As they started adding other geometric shapes to the Custom Cutting System, they also started making punches available. At first, like the CCS all you could get were geometric shapes, but it was still cool. Then they added others, like leaves, cars, planes and such – but in the beginning, they were really small and didn’t make much of a statement on the page.
They also came out with a variety of trimmers so you could make strips. There was one for straight cuts and then a second one with a couple of wave patterns. They even came up with various blades for the straight trimmer so you could get different kinds of edges. I have to tell you though, those rotary blades were dangerous because you could slice your finger easier than you could get a good cut in your paper, but the new trimmers all have enclosed blades.
A Border Warning
I guess this is the place where I have to talk about borders and titles. Borders and titles are a thing among a lot of scrapbookers and CM pushes them like the local drug dealer offers gateway drugs. In fact, CM recently put out a book with 110 borders ideas and believe me, they are beautiful.
The borders start with a strip 2-3 inches wide and then you layer letters and embellishments on them. The borders can be put at the top and or on the bottom or added to the sides or even run through the middle. Some consultants advisors (the old CM used to call us consultants, but we’re now advisors) spend their days creating borders to sell at workshops and crops.
Some people start every page/2 page spread with a pair of borders at the top and bottom or at either side. No wonder scrapbookers want to buy them pre-made! Now, don’t get me wrong. I love borders, but I don’t use them on every page. I sure as heck don’t make them several layers deep with one of the layers being a jigsaw puzzle of small paper pieces.
You can make beautiful, simple and quick pages with just photos, memorabilia and a few items of decoration. I do it all the time. People pay me to do it and they love every single page – even the ones without borders.
You can also use lots of borders if you want to. I just don’t want you to think you have to spend your days cutting out minute pieces of paper to layer on a pair of 2-3 inch borders for every page. You need to decide whether you are a memory keeper or a crafter.

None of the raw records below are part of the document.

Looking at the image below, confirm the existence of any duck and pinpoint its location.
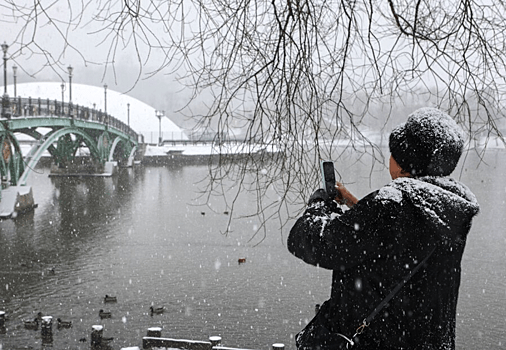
[98,309,112,318]
[57,317,72,328]
[23,318,39,330]
[104,294,118,303]
[149,306,165,315]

To me, this kind of scrapbooking is expensive in time, materials and space on your page. It also puts the emphasis on the decoration of the page, rather than the photos and memorabilia. Borders push scrapbooking from the realm of memory keeping into the world of crafting. I am not a crafter. I don’t have the skill, the patience or the time (not to mention the money) to be a crafter. My focus is preserving memories.
I say this now, because we are treading on dangerous waters here. Scrapbooking is fun and it can certainly be a craft, but when you start down the road of embellishments, you start adding to the time and money you devote to the job of memory keeping. Time and money are the top two inhibitors which keep people from memory keeping.
As I flipped through the new idea book, one of the first ideas I saw had a woven paper lattice on a three inch strip decorated with layers of punches and floral embellishments you can buy ready-made from CM, to go with those you’d need to make. It was gorgeous. I wanted to make one right away.
Then I thought about the time, materials and tools I would be using and the fact that I didn’t even have a page to put it on right this minute. I actually have all the tools used in that particular border, but as a flipped through other pages, I was dismayed by the number of punches, bordermakers and blades I don’t have.
I am happy to support your scrapbooking, however you go about it, but if you’re like most people, elaborate pages are the wide and straight road into frustration, incomplete pages and guilt from overspending. I’m warning you not go there without your eyes wide open. A few punches will enhance your pages. A lot of punches could be a dream or a nightmare.